Jazz, swing, blues: note contro il regime

“Abbiamo pensato quest’anno di dare voce alla persecuzione che fu messa in atto, dal regime nazista in Europa e da quello fascista in Italia, contro la Musica definita ‘degenerata’, la cosiddetta Entartete Musik”. E così, spiegava Daniela Dana Tedeschi, il tradizionale Concerto della Memoria organizzato al Conservatorio di Milano quest’anno ha avuto come protagonisti la musica jazz, swing e blues. Un modo, ha sottolineato la presidente dell’Associazione Figli della Shoah – che ha ideato l’iniziativa -, per riscoprire “come molti musicisti, cantanti famosi e grandi orchestre dell’epoca aggirarono l’ostacolo continuando a suonare la ‘loro’ musica. Il jazz, lo swing e il blues divennero così lo strumento di resistenza dei musicisti perseguitati, negati ed eliminati dalla macchina dello sterminio”.
Curato da Lydia Cevidalli e Nicoletta Mainardi, il concerto ha visto una ampia partecipazione. “Vi ringraziamo per essere qui così numerosi, non era scontato”, hanno ricordato dal palco il rabbino capo di Milano rav Alfonso Arbib e il presidente della Comunità ebraica della città Walker Meghnagi. Entrambi hanno colto l’occasione per ribadire che il Giorno della Memoria deve essere una lezione per il presente. Sia come impegno contro la banalizzazione della Shoah, sia come lotta contro ogni forma di antisemitismo. Sull’importanza della formazione dei giovani si è soffermato Roberto Jarach, presidente del Memoriale della Shoah, lasciando poi il palco alla musica. Ad esibirsi, l’orchestra Jazz del Maestro Pino Jodice, con la partecipazione dei studenti del Conservatorio Verdi di Milano, che hanno eseguito tra gli altri brani di Gorni Kramer, Pippo Barzizza, il Trio Lescano, Coco Schumann e Franco Cerri.

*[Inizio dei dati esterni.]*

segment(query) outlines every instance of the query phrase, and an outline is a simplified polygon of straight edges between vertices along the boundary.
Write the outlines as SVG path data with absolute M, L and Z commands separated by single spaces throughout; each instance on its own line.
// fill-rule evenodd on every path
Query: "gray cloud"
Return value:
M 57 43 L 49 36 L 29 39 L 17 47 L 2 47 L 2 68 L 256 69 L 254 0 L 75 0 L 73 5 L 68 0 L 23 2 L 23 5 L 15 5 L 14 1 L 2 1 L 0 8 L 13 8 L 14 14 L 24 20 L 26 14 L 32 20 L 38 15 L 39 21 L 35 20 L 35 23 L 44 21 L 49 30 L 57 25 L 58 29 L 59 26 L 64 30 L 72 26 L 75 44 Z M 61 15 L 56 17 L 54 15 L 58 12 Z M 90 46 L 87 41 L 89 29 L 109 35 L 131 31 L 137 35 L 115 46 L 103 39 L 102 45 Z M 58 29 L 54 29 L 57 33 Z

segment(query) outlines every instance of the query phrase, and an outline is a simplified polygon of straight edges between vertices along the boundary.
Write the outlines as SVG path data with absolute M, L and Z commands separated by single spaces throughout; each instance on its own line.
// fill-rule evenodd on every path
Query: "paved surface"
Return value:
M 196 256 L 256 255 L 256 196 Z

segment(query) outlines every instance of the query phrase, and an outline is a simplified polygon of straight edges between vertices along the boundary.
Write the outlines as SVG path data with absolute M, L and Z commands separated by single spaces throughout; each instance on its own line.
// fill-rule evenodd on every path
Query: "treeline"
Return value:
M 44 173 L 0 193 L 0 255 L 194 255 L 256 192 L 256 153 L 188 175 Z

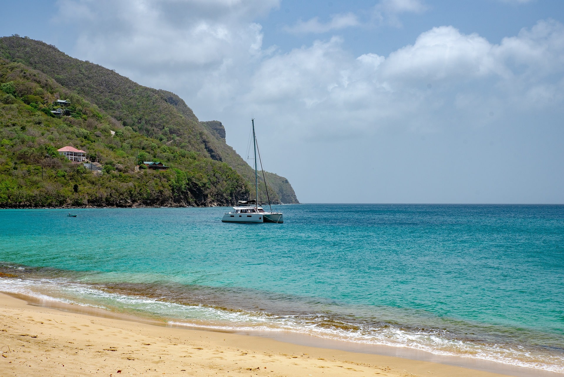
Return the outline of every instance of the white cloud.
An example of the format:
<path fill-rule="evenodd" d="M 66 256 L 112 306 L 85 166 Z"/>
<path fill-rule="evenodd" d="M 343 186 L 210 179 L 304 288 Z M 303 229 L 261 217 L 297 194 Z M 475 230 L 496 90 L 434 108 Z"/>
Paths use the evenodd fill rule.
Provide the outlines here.
<path fill-rule="evenodd" d="M 382 0 L 376 7 L 388 13 L 418 12 L 426 9 L 421 0 Z"/>
<path fill-rule="evenodd" d="M 294 26 L 286 27 L 284 29 L 293 34 L 319 34 L 359 25 L 360 23 L 356 16 L 352 13 L 347 13 L 333 15 L 331 16 L 331 20 L 325 23 L 320 22 L 318 17 L 306 21 L 300 20 Z"/>
<path fill-rule="evenodd" d="M 74 22 L 81 59 L 145 85 L 201 87 L 214 72 L 239 69 L 268 51 L 253 22 L 278 0 L 60 0 Z M 111 11 L 108 11 L 111 10 Z M 227 84 L 227 85 L 226 85 Z M 223 83 L 228 86 L 228 83 Z"/>
<path fill-rule="evenodd" d="M 283 175 L 288 174 L 284 169 L 290 169 L 294 151 L 304 149 L 302 143 L 312 158 L 325 161 L 336 153 L 327 146 L 336 143 L 341 151 L 364 153 L 368 161 L 374 154 L 357 144 L 369 146 L 374 134 L 386 130 L 411 135 L 503 125 L 510 132 L 523 127 L 524 119 L 564 116 L 564 26 L 554 21 L 539 21 L 499 43 L 442 26 L 387 56 L 377 50 L 358 56 L 338 37 L 287 52 L 263 46 L 255 20 L 278 6 L 274 1 L 66 0 L 60 5 L 65 19 L 77 23 L 72 55 L 177 93 L 200 119 L 223 121 L 228 141 L 239 150 L 246 146 L 246 121 L 254 113 L 261 140 L 281 146 L 264 148 L 263 157 L 271 161 L 269 169 Z M 402 12 L 425 10 L 421 2 L 380 5 L 386 22 Z M 309 27 L 321 32 L 332 22 L 316 20 Z M 336 21 L 331 27 L 346 24 Z M 347 159 L 340 155 L 334 161 L 346 165 L 343 173 L 348 174 L 350 163 L 342 163 Z M 309 162 L 296 162 L 295 171 Z M 318 167 L 322 179 L 325 170 Z M 294 183 L 293 176 L 288 178 Z M 309 200 L 320 200 L 311 195 Z"/>

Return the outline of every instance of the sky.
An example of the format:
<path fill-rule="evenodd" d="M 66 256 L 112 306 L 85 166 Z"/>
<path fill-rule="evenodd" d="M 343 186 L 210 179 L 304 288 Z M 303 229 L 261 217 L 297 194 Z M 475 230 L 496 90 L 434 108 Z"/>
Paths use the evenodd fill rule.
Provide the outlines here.
<path fill-rule="evenodd" d="M 23 3 L 0 35 L 177 93 L 244 158 L 254 117 L 302 203 L 564 203 L 562 0 Z"/>

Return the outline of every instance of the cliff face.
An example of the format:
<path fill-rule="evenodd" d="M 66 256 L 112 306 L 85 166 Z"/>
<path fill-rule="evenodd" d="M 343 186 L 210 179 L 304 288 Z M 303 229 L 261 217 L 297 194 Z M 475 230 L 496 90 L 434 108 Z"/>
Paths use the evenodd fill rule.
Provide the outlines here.
<path fill-rule="evenodd" d="M 54 103 L 59 99 L 69 100 Z M 64 116 L 52 112 L 60 106 Z M 44 73 L 2 58 L 0 142 L 0 208 L 227 205 L 249 196 L 227 164 L 124 126 Z M 60 155 L 67 146 L 101 171 Z M 143 160 L 170 169 L 136 171 Z"/>
<path fill-rule="evenodd" d="M 65 90 L 95 104 L 109 116 L 108 121 L 114 128 L 129 127 L 165 146 L 225 163 L 247 182 L 254 182 L 250 167 L 226 144 L 221 122 L 199 121 L 174 93 L 143 86 L 113 71 L 71 58 L 53 46 L 29 38 L 0 38 L 0 56 L 41 71 Z M 269 176 L 267 174 L 268 191 L 274 203 L 298 203 L 287 179 L 272 174 L 271 182 Z M 266 198 L 264 184 L 260 191 L 261 199 Z"/>
<path fill-rule="evenodd" d="M 221 122 L 217 120 L 201 122 L 215 137 L 217 143 L 215 148 L 221 151 L 223 161 L 244 177 L 247 182 L 254 181 L 254 170 L 247 163 L 239 156 L 235 151 L 225 143 L 225 128 Z M 267 192 L 264 185 L 264 178 L 261 174 L 259 184 L 259 200 L 266 201 Z M 268 196 L 273 203 L 297 204 L 299 203 L 296 192 L 290 182 L 284 177 L 269 172 L 265 172 L 266 183 L 268 187 Z M 254 193 L 251 192 L 250 196 L 254 198 Z"/>

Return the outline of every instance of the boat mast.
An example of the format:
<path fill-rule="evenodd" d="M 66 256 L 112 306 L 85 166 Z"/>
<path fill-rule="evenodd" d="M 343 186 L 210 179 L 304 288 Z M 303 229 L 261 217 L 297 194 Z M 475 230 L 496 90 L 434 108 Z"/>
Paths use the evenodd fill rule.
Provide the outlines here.
<path fill-rule="evenodd" d="M 250 120 L 253 122 L 253 150 L 254 151 L 254 188 L 256 190 L 254 208 L 258 212 L 258 176 L 257 175 L 257 136 L 254 134 L 254 118 Z"/>

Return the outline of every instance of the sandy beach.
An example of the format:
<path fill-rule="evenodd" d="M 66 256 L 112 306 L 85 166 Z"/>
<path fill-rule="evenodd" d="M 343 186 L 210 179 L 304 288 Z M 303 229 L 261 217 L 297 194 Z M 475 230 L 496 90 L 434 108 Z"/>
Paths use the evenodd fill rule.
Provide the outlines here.
<path fill-rule="evenodd" d="M 92 313 L 34 306 L 0 294 L 2 376 L 504 375 Z"/>

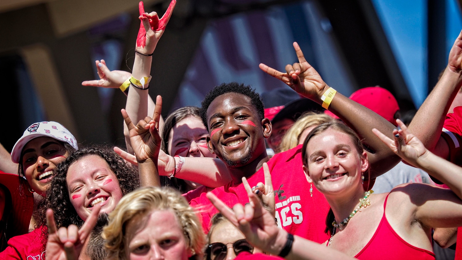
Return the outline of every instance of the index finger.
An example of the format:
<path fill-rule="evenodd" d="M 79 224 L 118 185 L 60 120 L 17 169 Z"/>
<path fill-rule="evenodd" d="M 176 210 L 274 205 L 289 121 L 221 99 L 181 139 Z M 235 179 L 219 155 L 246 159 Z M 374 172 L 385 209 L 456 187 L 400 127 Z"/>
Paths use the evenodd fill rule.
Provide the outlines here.
<path fill-rule="evenodd" d="M 154 108 L 152 120 L 156 121 L 156 127 L 158 127 L 159 121 L 160 121 L 160 114 L 162 112 L 162 97 L 158 96 L 156 98 L 156 107 Z"/>
<path fill-rule="evenodd" d="M 134 128 L 135 125 L 132 122 L 132 120 L 128 116 L 128 114 L 127 114 L 127 111 L 122 109 L 122 110 L 120 110 L 120 111 L 122 113 L 122 117 L 123 117 L 123 121 L 125 121 L 125 124 L 127 125 L 127 127 L 128 128 L 128 130 L 129 131 Z"/>
<path fill-rule="evenodd" d="M 48 234 L 55 234 L 57 231 L 56 224 L 55 222 L 55 217 L 53 216 L 53 210 L 47 210 L 47 226 L 48 227 Z"/>
<path fill-rule="evenodd" d="M 140 3 L 138 4 L 138 8 L 140 9 L 140 15 L 141 15 L 145 13 L 144 4 L 143 3 L 142 1 L 140 1 Z"/>
<path fill-rule="evenodd" d="M 297 57 L 298 58 L 298 62 L 300 63 L 306 62 L 306 60 L 305 60 L 305 56 L 303 55 L 302 49 L 300 48 L 300 46 L 298 46 L 298 43 L 297 43 L 297 42 L 294 42 L 293 48 L 295 49 L 295 53 L 297 54 Z"/>
<path fill-rule="evenodd" d="M 265 188 L 267 193 L 273 192 L 273 181 L 271 180 L 271 173 L 269 171 L 269 168 L 266 163 L 263 163 L 263 172 L 265 175 Z"/>
<path fill-rule="evenodd" d="M 78 239 L 80 240 L 81 243 L 83 243 L 85 242 L 86 238 L 96 225 L 96 222 L 98 220 L 98 214 L 99 214 L 100 209 L 101 209 L 101 206 L 100 203 L 95 205 L 93 208 L 93 210 L 91 211 L 91 214 L 90 214 L 88 218 L 84 222 L 84 224 L 79 230 L 77 233 L 79 234 Z"/>
<path fill-rule="evenodd" d="M 237 227 L 238 226 L 239 222 L 237 221 L 237 219 L 236 218 L 236 214 L 234 214 L 234 212 L 232 209 L 230 209 L 229 207 L 225 204 L 225 202 L 222 201 L 221 200 L 219 199 L 213 193 L 207 192 L 206 196 L 210 200 L 212 204 L 213 204 L 215 207 L 217 208 L 217 209 L 225 218 L 227 218 L 233 225 Z"/>
<path fill-rule="evenodd" d="M 164 15 L 162 16 L 162 18 L 159 20 L 159 30 L 164 30 L 165 29 L 165 26 L 167 25 L 167 23 L 170 20 L 170 17 L 172 15 L 172 11 L 173 11 L 173 8 L 175 8 L 176 4 L 176 0 L 172 0 L 172 1 L 170 2 L 169 8 L 167 8 L 165 13 L 164 13 Z"/>

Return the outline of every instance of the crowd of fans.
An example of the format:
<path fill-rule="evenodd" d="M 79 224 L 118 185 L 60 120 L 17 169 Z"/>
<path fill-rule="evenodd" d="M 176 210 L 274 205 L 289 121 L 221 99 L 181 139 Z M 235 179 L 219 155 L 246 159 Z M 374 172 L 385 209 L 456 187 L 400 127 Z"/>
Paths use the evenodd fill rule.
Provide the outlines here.
<path fill-rule="evenodd" d="M 286 103 L 223 83 L 164 121 L 147 90 L 175 4 L 140 2 L 131 73 L 97 60 L 82 83 L 127 95 L 126 149 L 43 121 L 0 153 L 0 258 L 462 259 L 462 32 L 407 125 L 388 91 L 343 96 L 296 42 L 286 72 L 260 64 Z"/>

“Attraverso la musica – la riflessione di Claudio Ricordi, – vogliamo raccontare alcuni momenti del Male assoluto, la Catastrofe. Una colonna sonora di suoni, voci, musiche che raccontano un crescendo drammatico che inizia quasi sommessamente con le leggi razziali nazifasciste del 1933 e del 1938, e si spinge sino al salto nel vento dello sterminio nella sua fase finale. Una colonna sonora che vorremmo non fosse mai stata scritta. Per non dimenticare, per ricordare, si deve prima conoscere. E alla conoscenza e al ricordo servono anche le storie della musica allora perseguitata, proibita, dimenticata al di qua e al di là delle Alpi”.